After my shower I decided to call Damien he answered after a few rings
"Hey Lena how are you"
"Good I guess Josh was here when I got in last night courtesy of my dad"
"And how did that go"
"Not the best today was better"
"You know your gonna have to do better than that. Just let me get Dylan to save you from having to tell the story twice. Deeeeeeee"
He yelled I think with the phone still to his face because it was very much loud as hell in my hear
"Damn Damien my ears"
"Shit my bad but Dylan is with us you can continue"
I decided to FaceTime with them.
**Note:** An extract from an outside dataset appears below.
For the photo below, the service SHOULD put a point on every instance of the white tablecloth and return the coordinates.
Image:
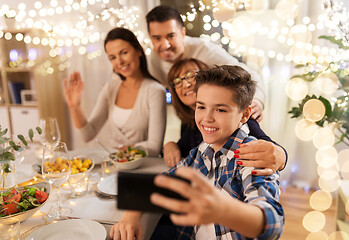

I think it's really setting in now that I won't be living with them anymore. I told them what happened and they gave me advice basically not to jump to conclusions and not to push Josh away. We talked for almost two hours, I even learned bout the girl Damien goes to mush around. I reminded him how confident he was with me and how that played a part me giving him a chance. When we ended our call I let a few tears escape my eyes, they weren't happy or sad tears just tears. Shortly after I began dinner. Josh came before dinner was done and we talked about miscellaneous things. Dinner was uneventful and so was the rest of the evening. After dinner we went our separate ways but I thought it was nice that he stayed over again.